Au départ, le dispositif était réservé au campus d'Harvard; puis ça s'est élargi progressivement vers d'autres campus universitaires, et finalement à l'ensemble des high school américains. À compter de septembre 2006, les responsables de la plateforme décident l'ouverture illimitée du site à tous les internautes de la planète. L'année 2009 constitue une explosion quantitative du membership: 350 millions d'inscrits. La courbe exponentielle se poursuit: 500 millions en 2010; 750 millions en 2011. Évidemment, ces chiffres présentent des limites parce qu'on peut s'inscrire sur Facebook et ne plus jamais revenir mais tout en étant considéré comme inscrit... C'est un peu comme Second Life: il est très difficile de connaître avec précision la quantité de personnes qui sont réellement actives sur Second Life. Dans ce dernier cas, il y eut il y a deux ans, une couverture médiatique énorme concernant cette nouvelle plateforme, ce qui amena une confusion entre les pratiques effectives sur ce site et la vague médiatique qui amplifiait indûment la fréquentation supposée. Beaucoup de personnes sont allés se construire un avatar sur Second Life et n'y sont jamais retournés.

Mais en ce qui concerne la fréquentation active de Facebook, nous sommes bien évidemment devant un phénomène de divertissement de masse à l'échelle du globe. Dans le cas de Facebook et des plateformes de réseaux socionumériques, la fonction manifeste du dispositif consiste à rendre possible la constitution de cercles d'amis et l'organisation d'événements.
Cette fonction manifeste est assurée par un double processus de mobilisation et d'accroissement du capital social propre à chacun des utilisateurs 10. En même temps, il existe une fonction latente au dispositif: les activités autour de ce type de plateformes engendrent une collecte, par les firmes propriétaires des plateformes, de données personnelles sur les utilisateurs (Proulx, 2011).

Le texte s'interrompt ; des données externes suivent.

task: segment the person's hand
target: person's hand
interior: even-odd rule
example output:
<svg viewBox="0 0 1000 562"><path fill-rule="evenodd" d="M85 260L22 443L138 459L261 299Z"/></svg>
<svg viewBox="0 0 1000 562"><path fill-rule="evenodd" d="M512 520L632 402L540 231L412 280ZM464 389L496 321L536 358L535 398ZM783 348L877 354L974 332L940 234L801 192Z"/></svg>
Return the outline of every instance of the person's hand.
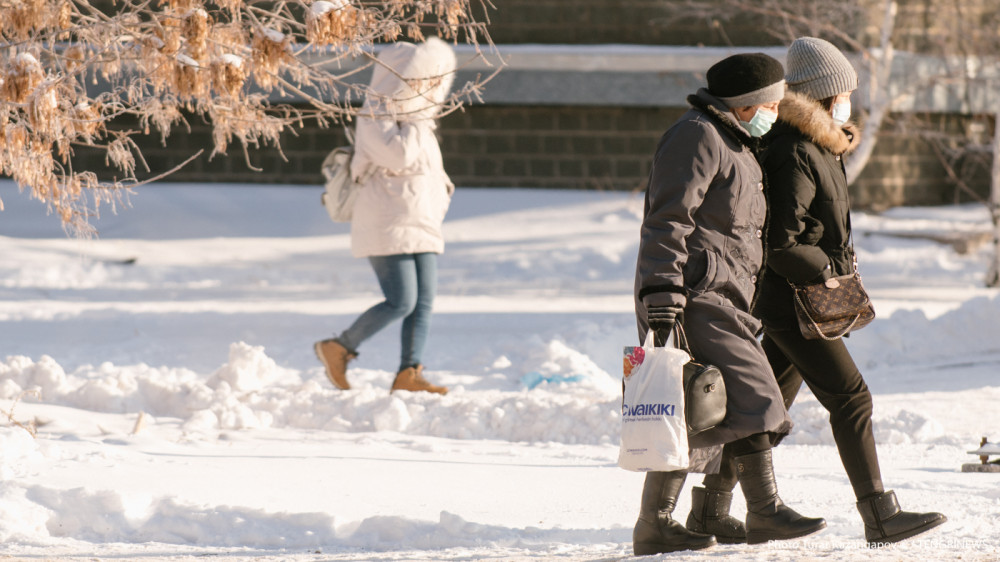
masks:
<svg viewBox="0 0 1000 562"><path fill-rule="evenodd" d="M683 322L684 307L679 304L651 306L646 310L646 322L656 334L656 345L662 346L670 337L670 330L678 321Z"/></svg>

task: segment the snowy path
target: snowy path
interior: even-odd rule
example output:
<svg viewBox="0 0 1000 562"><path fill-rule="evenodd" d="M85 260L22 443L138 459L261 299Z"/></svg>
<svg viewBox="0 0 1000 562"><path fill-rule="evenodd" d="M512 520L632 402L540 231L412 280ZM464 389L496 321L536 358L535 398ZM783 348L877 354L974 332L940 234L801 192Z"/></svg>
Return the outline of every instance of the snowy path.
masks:
<svg viewBox="0 0 1000 562"><path fill-rule="evenodd" d="M0 424L0 559L631 554L642 475L615 461L637 196L459 190L425 358L445 397L387 394L395 329L362 348L354 390L325 380L312 341L378 293L318 188L156 186L94 241L65 239L9 185L0 197L0 409L39 424L37 438ZM855 218L862 231L984 221L975 207ZM884 479L905 508L949 522L863 548L827 413L803 391L778 484L828 529L652 559L1000 560L1000 479L959 471L981 436L1000 440L986 250L858 245L879 317L848 345L874 394ZM546 377L573 382L525 385ZM676 515L689 502L685 490Z"/></svg>

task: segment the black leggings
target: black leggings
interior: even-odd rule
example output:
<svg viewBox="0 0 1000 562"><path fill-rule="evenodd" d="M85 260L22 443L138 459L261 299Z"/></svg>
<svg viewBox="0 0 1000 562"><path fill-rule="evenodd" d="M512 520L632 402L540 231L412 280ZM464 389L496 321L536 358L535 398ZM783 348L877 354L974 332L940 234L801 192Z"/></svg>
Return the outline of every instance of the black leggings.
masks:
<svg viewBox="0 0 1000 562"><path fill-rule="evenodd" d="M764 329L761 342L790 408L805 381L830 412L830 427L854 495L882 493L882 473L872 433L872 395L842 339L807 340L798 329Z"/></svg>
<svg viewBox="0 0 1000 562"><path fill-rule="evenodd" d="M807 340L798 330L764 330L761 342L768 363L781 388L785 408L792 402L803 380L820 404L830 412L830 426L840 460L858 499L882 493L882 473L872 433L872 397L843 340ZM736 487L734 457L766 449L769 444L751 435L723 449L722 467L705 476L711 490Z"/></svg>

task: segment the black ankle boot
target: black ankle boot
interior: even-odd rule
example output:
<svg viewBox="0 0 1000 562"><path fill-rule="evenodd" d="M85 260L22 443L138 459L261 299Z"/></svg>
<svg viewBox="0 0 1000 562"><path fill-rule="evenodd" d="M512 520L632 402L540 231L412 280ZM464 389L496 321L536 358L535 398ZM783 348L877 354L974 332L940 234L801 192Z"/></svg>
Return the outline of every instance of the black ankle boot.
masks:
<svg viewBox="0 0 1000 562"><path fill-rule="evenodd" d="M873 548L919 535L948 520L940 513L900 510L892 490L859 501L858 511L865 522L865 540Z"/></svg>
<svg viewBox="0 0 1000 562"><path fill-rule="evenodd" d="M736 457L736 471L747 500L747 543L804 537L826 527L823 519L803 517L782 503L770 449Z"/></svg>
<svg viewBox="0 0 1000 562"><path fill-rule="evenodd" d="M699 550L715 544L712 535L692 533L670 516L686 477L684 471L646 473L639 520L632 531L632 549L636 556Z"/></svg>
<svg viewBox="0 0 1000 562"><path fill-rule="evenodd" d="M688 514L689 531L715 535L724 544L747 542L747 529L743 522L729 515L733 493L707 488L691 488L691 513Z"/></svg>

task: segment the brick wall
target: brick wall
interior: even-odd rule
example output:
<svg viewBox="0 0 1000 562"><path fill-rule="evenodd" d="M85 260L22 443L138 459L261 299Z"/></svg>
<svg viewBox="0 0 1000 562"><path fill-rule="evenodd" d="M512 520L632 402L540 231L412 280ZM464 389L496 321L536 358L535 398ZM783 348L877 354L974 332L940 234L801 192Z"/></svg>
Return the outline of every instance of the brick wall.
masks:
<svg viewBox="0 0 1000 562"><path fill-rule="evenodd" d="M458 185L638 189L663 131L684 110L474 107L442 121Z"/></svg>
<svg viewBox="0 0 1000 562"><path fill-rule="evenodd" d="M544 187L567 189L644 189L656 142L684 111L681 108L473 106L441 121L439 135L445 168L460 187ZM946 127L961 127L961 118L935 116ZM161 146L158 139L139 138L153 174L183 162L199 147L205 154L170 176L176 182L246 182L320 184L320 163L335 146L346 142L340 128L297 129L286 133L282 148L251 149L257 172L242 151L209 161L211 131L191 120L190 134L175 132ZM77 169L110 178L103 154L78 150ZM140 178L144 177L140 174ZM985 177L974 183L987 195ZM968 201L947 180L930 148L911 134L886 131L862 176L851 186L856 207L884 209L896 205L935 205Z"/></svg>

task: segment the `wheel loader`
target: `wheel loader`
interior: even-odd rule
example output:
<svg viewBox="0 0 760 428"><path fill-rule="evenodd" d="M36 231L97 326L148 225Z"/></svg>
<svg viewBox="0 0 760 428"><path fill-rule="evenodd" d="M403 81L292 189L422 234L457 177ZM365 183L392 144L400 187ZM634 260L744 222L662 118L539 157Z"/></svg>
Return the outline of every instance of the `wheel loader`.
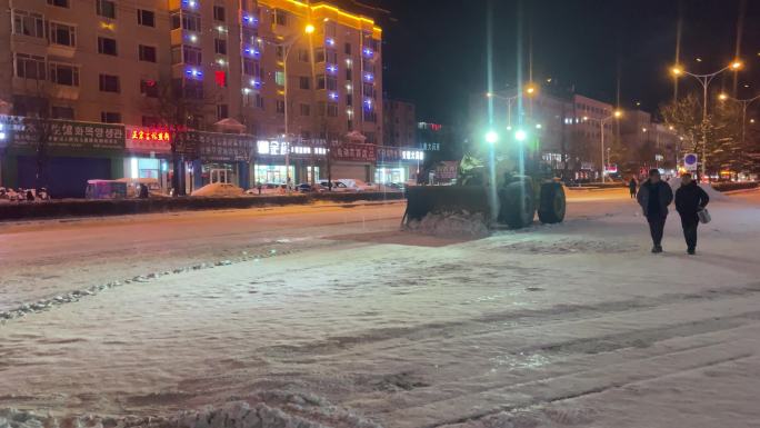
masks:
<svg viewBox="0 0 760 428"><path fill-rule="evenodd" d="M566 212L562 185L540 160L538 142L524 138L476 148L460 161L454 185L410 186L406 196L404 225L428 213L467 212L481 213L490 227L518 229L531 225L537 211L542 223L561 222Z"/></svg>

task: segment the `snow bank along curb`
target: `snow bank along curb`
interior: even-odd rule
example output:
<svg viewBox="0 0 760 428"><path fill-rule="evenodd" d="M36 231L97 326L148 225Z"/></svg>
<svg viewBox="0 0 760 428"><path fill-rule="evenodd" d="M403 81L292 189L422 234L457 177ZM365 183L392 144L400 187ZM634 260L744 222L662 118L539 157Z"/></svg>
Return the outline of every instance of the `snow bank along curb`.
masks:
<svg viewBox="0 0 760 428"><path fill-rule="evenodd" d="M489 236L486 217L480 212L470 213L467 211L428 213L422 220L410 221L404 229L439 237L483 238Z"/></svg>
<svg viewBox="0 0 760 428"><path fill-rule="evenodd" d="M153 198L119 200L60 200L39 203L0 205L0 221L32 218L123 216L189 210L244 209L267 206L306 205L317 201L357 202L403 199L402 192L313 193L250 196L239 198Z"/></svg>
<svg viewBox="0 0 760 428"><path fill-rule="evenodd" d="M274 241L274 243L281 243L279 241ZM20 307L11 310L6 310L6 311L0 311L0 326L4 325L8 320L14 319L14 318L21 318L26 315L29 313L36 313L36 312L42 312L48 309L52 309L57 306L64 305L64 303L71 303L79 301L82 298L89 297L89 296L94 296L100 293L101 291L108 290L110 288L116 288L116 287L121 287L127 283L132 283L132 282L150 282L153 281L160 277L164 277L168 275L178 275L178 273L183 273L187 271L191 270L201 270L201 269L212 269L218 266L229 266L232 265L233 262L243 262L243 261L259 261L261 259L268 259L271 257L276 256L286 256L290 255L292 252L296 252L296 250L284 250L284 251L278 251L277 249L272 248L267 252L262 253L256 253L256 255L249 255L248 251L242 251L241 257L238 257L232 260L217 260L217 261L211 261L211 262L202 262L202 263L197 263L188 267L182 267L182 268L177 268L171 271L163 271L163 272L152 272L148 275L139 275L137 277L132 277L129 279L124 279L122 281L110 281L106 283L100 283L100 285L94 285L90 286L88 288L82 288L78 290L70 291L66 295L59 295L49 299L41 299L37 300L34 302L29 302L29 303L23 303ZM7 428L3 427L2 424L0 424L0 428ZM48 428L48 427L46 427Z"/></svg>
<svg viewBox="0 0 760 428"><path fill-rule="evenodd" d="M170 417L121 418L94 415L56 418L33 411L0 409L0 428L382 428L326 400L283 391L259 392L221 407Z"/></svg>

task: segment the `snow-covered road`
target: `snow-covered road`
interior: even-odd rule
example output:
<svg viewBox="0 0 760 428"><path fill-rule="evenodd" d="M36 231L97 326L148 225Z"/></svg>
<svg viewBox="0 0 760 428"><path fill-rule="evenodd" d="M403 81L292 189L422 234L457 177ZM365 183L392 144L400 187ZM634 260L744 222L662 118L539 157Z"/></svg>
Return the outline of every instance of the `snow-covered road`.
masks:
<svg viewBox="0 0 760 428"><path fill-rule="evenodd" d="M758 192L711 206L697 257L677 216L649 253L621 191L573 192L562 225L469 241L400 232L400 205L292 210L7 228L0 310L70 278L286 253L9 320L0 408L247 400L332 427L760 427Z"/></svg>

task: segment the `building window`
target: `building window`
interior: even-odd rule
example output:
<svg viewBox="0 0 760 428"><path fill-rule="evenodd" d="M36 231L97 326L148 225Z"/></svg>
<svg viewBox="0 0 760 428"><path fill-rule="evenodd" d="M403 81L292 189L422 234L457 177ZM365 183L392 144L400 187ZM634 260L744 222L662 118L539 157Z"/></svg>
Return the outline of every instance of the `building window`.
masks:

Quand Facebook est apparu en 2004, il y avait déjà d'autres sites de réseaux sociaux qui existaient dans le paysage numérique (Friendster, MySpace). Je signale ici un essai rédigé par Danah Boyd en 2007 portant sur les cultures d'appartenance respectives des teenagers utilisateurs de MySpace et de Facebook. Boyd a procédé à une comparaison entre les teens s'inscrivant d'une part sur Facebook qui était alors un site nouveau 11 et d'autre part sur le site MySpace qui existait depuis 2003. En particulier, l'année 2005 fut l'âge d'or de MySpace, celui-ci devenant le site incontournable des teenagers américains. Boyd décrit ici une intéressante disparité de publics: il y avait du côté des utilisateurs de Facebook, des hegemonic teens 12, expression désignant des adolescents issus plutôt de milieux favorisés - la chercheure met l'accent sur le fait qu'il y avait chez ces teenagers, une disposition à reproduire le système normatif de leurs parents qui les incitaient, par exemple, après leur high school, à fréquenter le college (niveau pré-universitaire) et à poursuivre éventuellement une carrière professionnelle. Alors que du côté des teenagers utilisateurs de MySpace - Boyd les appelle les subaltern teens - ces derniers étaient plutôt dans l'univers esthétique du hip hop et des garage bands. Le site comptait beaucoup d'échanges de fichiers musicaux dans une atmosphère de culture populaire et médiatique. La clientèle teens de MySpace est ancrée dans des milieux populaires issus par exemple de l'immigration latino-hispanique ou de groupes de marginaux issus de milieux artistiques alternatifs.

Au niveau des perceptions de ces teenagers, vivant aux États-Unis en 2007, MySpace était perçu comme un lieu de "mauvaises fréquentations" possiblement "dangereuses", associé aux clientèles des high schools, alors que Facebook était jugé plus "sécuritaire" et "bon", et associé aux clientèles des colleges. Boyd constate également une reproduction de ce type de disparités au sein de l'armée américaine qui, en mai 2007, a interdit l'usage de MySpace mais a toléré l'usage de Facebook. Or, ce sont les simples soldats qui étaient sur MySpace alors que les officiers étaient sur Facebook. En résumé, Boyd constate qu'il existe des cultures d'appartenance (fondées sur des styles de vie liés à des origines socio-économiques) que l'on peut rattacher aux clientèles respectives des plateformes. Plus généralement, on pourrait faire l'hypothèse qu'à l'échelle de la société nord-américaine, une forme de division de classes de même que des différences en termes de styles de vie se reflètent et se reproduisent à travers la fréquentation des différents sites de réseaux socionumériques. Encore là, les spécialistes marketing apparaissent très au fait de ces différences et s'appuient d'ailleurs sur elles pour cibler de manière précise leurs campagnes publicitaires auprès de ces clientèles de teenagers qui sont fortement consommatrices de biens et de médias.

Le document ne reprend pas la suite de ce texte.